I have a 250GB SSD just for games and put the games I play a lot on that, otherwise I install them to a 2TB hard drive I have dedicated to miscellaneous Programs.
I also have a separate 250GB SSD for Windows and another 2TB HDD for file storage.

I wouldn't use an SSD for all your games unless you have a lot of money to spend. But I would use an SSD for your boot drive with your web browser and maybe a game or two.
 
I have them on a secondary drive (SSD as boot drive). This has saved me some time, as when I reload Windows I can just point Steam to the D:\ directory and all the games are there. Sadly, I've had to uninstall a bunch due to lack of space. 1TB just doesn't cut it anymore. I need more storage.
 
Thank you all for commenting! :D I think I'll invest in a new 2TB just to hold all my games.
 
On my primary disk. I have a 512GB SSD that is OS, apps, and games. I find it large enough I can have a good contingent of games installed and still have plenty of space. I like the convenience of everything on one, fast, drive. I like games on an SSD because it makes them load lightning fast and all that. I've never gotten the idea of putting an OS on an SSD for fast boots, which I don't do that often anyhow, then apps on a slower drive.
 
I had an ssd and 2tb WD black drive before steam started offering the option to install games to an alternative location, so I created a symbolic link from the steamapps folder on my C: drive to the black drive on D:.
 
I put the games I'm currently playing on my 128GB SSD. If I'm done playing it regularly but don't want to uninstall, I move it to my 1TB storage drive.
 
Currently all my steam games are on my 1tb main drive.
They all used to be on their own dedicated drive but then I built a second machine and used my steam drive as the os drive. I intend to purchase a 2tb drive and move all my steam data over.
 
I have a 120 gig SSD as my OS drive, and I have the new Sim City installed on it, but that's it. My Steam games install on a 500 gig HD.
 
My Steam and Origin games are on a 512 GB SSD which is almost full. I need to pull several games off it because I am not playing that many.
 
I have a small ssd (128gb) that I use to install special games to (usually new/bigger games that would make use of it, IE - I currently have Assassin's Creed IV and Total War: Rome 2 installed to it).

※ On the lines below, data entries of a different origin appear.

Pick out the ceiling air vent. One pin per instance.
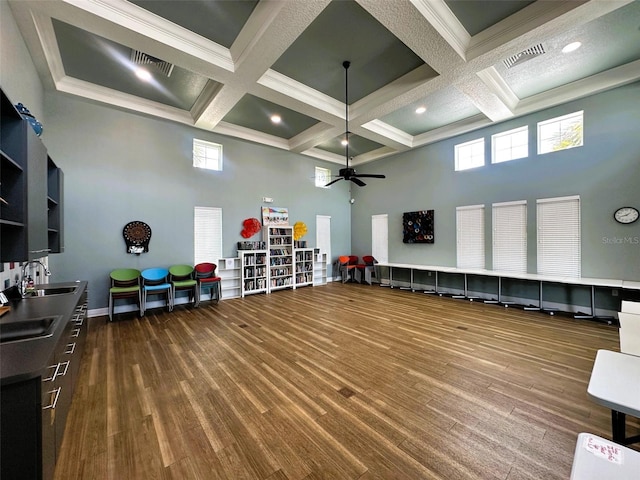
(140, 58)
(524, 56)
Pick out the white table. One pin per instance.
(615, 384)
(599, 459)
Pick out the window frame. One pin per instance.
(568, 120)
(510, 135)
(321, 172)
(470, 237)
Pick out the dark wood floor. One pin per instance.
(338, 382)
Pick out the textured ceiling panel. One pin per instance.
(447, 106)
(478, 15)
(345, 31)
(607, 42)
(219, 21)
(237, 62)
(255, 113)
(100, 61)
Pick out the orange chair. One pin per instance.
(366, 269)
(347, 269)
(207, 280)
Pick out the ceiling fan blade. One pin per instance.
(370, 175)
(333, 181)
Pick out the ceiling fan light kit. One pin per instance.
(349, 173)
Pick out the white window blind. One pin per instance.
(380, 237)
(470, 236)
(207, 234)
(323, 235)
(469, 154)
(559, 236)
(510, 145)
(323, 176)
(510, 236)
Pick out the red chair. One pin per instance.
(207, 280)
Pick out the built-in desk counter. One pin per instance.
(403, 275)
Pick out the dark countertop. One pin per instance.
(25, 359)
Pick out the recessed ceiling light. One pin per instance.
(143, 74)
(571, 47)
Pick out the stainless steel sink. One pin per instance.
(45, 291)
(28, 329)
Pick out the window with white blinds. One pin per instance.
(470, 236)
(380, 237)
(559, 236)
(510, 236)
(207, 234)
(323, 235)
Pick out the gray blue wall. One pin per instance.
(121, 167)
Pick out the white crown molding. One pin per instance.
(324, 155)
(90, 91)
(438, 14)
(143, 22)
(448, 131)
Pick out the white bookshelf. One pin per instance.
(303, 266)
(229, 271)
(254, 271)
(319, 267)
(280, 255)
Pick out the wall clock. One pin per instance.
(137, 236)
(626, 215)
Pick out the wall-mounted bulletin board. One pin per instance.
(417, 227)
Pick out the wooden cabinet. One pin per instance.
(229, 270)
(280, 247)
(254, 271)
(303, 266)
(55, 214)
(25, 220)
(34, 406)
(319, 267)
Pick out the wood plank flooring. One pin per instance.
(339, 382)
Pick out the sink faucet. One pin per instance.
(23, 282)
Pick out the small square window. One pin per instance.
(470, 154)
(323, 176)
(510, 145)
(560, 133)
(207, 155)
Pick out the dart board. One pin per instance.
(137, 236)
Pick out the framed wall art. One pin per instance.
(417, 227)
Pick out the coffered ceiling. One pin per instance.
(228, 66)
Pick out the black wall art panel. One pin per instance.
(417, 227)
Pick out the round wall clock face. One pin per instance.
(626, 215)
(137, 236)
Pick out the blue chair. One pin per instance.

For most of my other games though they go to my other drive which is an SATA but a lot lot bigger.
 
I have all of my games on one of my Samsung F3 drives. I would put it on an SSD but with almost 200 games I don't want to reinstall them around all the time.
 
Just so everyone knows, you might want to reconsider the Kingston Now V300 series (or whatever it's called) SSD drives. They 120 gig drive has been on sale lately, and it has some lag periodically when it writes large quantity of data to it. It's great to read off of, but writing to will cause you some minor problems, like a download or an install.
 
Those Crucial SSDs on sale on Amazon are nice performers at good prices.
 
I keep everything on a 300GB WD Velociraptor. Cheaper than an SSD, still pretty fast, good amount of space. My SSD is only 32GB (I bought it back when SSDs first came out) so yeah I have no space to put it on the C:\ drive.
 
Steam games are on a 1.5TB 7200RPM drive. My primary OS drive shares space with my origin install now for BF4 load times, thats the only game on my SSD.
 
At first I only installed RAGE and SC2 on my SSD but now pretty much everything that I play is on it.

HDDs are only good for storing my collection of Linux distros :)
 
I have usually 1 game installed on my main OS SSD. Everything else gamewise is installed on SATA. Also, I only ever have 3 games at most installed at once. No sense in having more, I dont like to be spread thin. I like to focus on what I'm playing, which is usually 1 main game, with a second for changing it up on odd nights.
 
Oh my.

There's a steam tree on a local SSD with few games and one on a large network drive with many games.

The desktop icon for steam usually points to the one on the network drive. If I don't like that for whatever game is in fashion right now I let it patch on the network drive, shut down steam, copy the files to the SSD and then call the other desktop icon which points to the SSD tree.
 
I started off with a single Steam SSD (the OS has its own SSD for programs, etc.), then I kept adding more as prices came down. I am up to around 500 MB for Steam now, nothing too crazy. Past my 500 MB of SSD storage, I don't bother with another archive drive.